Thursday 23 November 2017

Beams and Motes: The problem of repeated failure to live by our basic assumptions

By Domenico Fetti

I was reflecting on Owen Barfield's shorthand term of RUP, meaning Residual Unresolved Positivism, by which he pointed out that those who accurately diagnose the spiritual malaise of modernity nonetheless continue to live-by positivistic, materialistic, reductionist, scientistic assumptions - and this comes-through again and again in the person's thinking, writing and actions.

One example Barfield gave was Jung, who said and wrote many contradictory things - Barfield diagnosed the root of this problem as partly the persistence of many positivistic features of which Jung seemed unaware; plus Jung's compromising wish to communicate-with and be-valued-by a positivistic world.

We need to be aware of such matters - because the thinking, writing and doing of most writers and philosophers of the modern condition is likewise compromised - and we need to avoid being misled by this. To avoid absorbing their confusion and errors, we need to distinguish the points where other-people are failing to live consistently by their most considered assumptions.

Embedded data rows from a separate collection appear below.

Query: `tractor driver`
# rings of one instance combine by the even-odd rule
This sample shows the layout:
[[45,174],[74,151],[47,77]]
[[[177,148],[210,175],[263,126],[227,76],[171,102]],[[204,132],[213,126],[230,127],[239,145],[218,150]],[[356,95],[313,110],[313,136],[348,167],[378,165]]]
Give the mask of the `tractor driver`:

In a nutshell - with RUP there is a significant gap between the metaphysical assumptions we wish to hold; and the metaphysical assumptions that we have unconsciously absorbed from socialisation and propaganda. Our new and improved metaphysics may simply be an aspiration; our true belief (that which we live by )   

However, the mote in the eye of another is easier for us to acknowledge than the beam in our own eye; and all of us who are trying to move beyond alienation and materialism into Final Participation are only-partially successful (at best). Most of our thinking is not primary, but automatic; and our alienation is often relieved (temporarily) merely by lapsing into the passivity and unconsciousness of Original Participation rather than actively, consciously, thinkingly moving-forward.

The answer is not to aspire to eliminate 'positivism' - because that is not possible - but to learn from the RUP problems of others to diagnose, to notice and acknowledge, our own inevitable, frequent deficiencies.

In other words - we should probably not be aiming to attain perfection of Final Participation as a powerful and permanent state - since this is (at present, for us) impossible; as to recognise and repent our own failures to do this.

This is, indeed, the core Christian response to our own weakness and corruptibility.

A Man's mortal life is trial, error and repentance - with repentance the worst sins are washed away, without repentance the slightest lapse or deficiency may be enough to damn us by a pride-full insistence that we have not erred: thereby such error becomes built-into our self-understanding. 


2 comments:

Chiu ChunLing said...

Gotta point out this mote here, "Our new and improved metaphysics may simply be an aspiration; our true belief (that which we live by )"...is that which we expressly condemn (is what I guess it's supposed to say).

My problem is not so much that I find it easier to see other's motes than my own beams but that nobody wants to hear about my beams. Not people trying to be good, and especially not people trying to pretend goodness while actually being bad.

The only people who have any real patience for hearing about my beams are people who are so perfect in wickedness that it wraps around and becomes justice in God's sight. That's a very narrow audience. It always makes a clerical confession peculiarly funny if I don't reign it in and cast my sins in a less theologically challenging perspective. I try to pull back at the "I'm not sure I want to understand what this guy is confessing" stage, but sometimes I take them to the point of "I'm sure there was something I was desperate not to understand, but since I now don't understand anything I can't remember what it was."

I'll admit that I'm a bad enough person to find both kinda funny, the first more in a bitter vein.

Bruce Charlton said...

@CCL - It is probably psychologically harder to acknowledge the beams that other people point-out than the ones we choose to confess.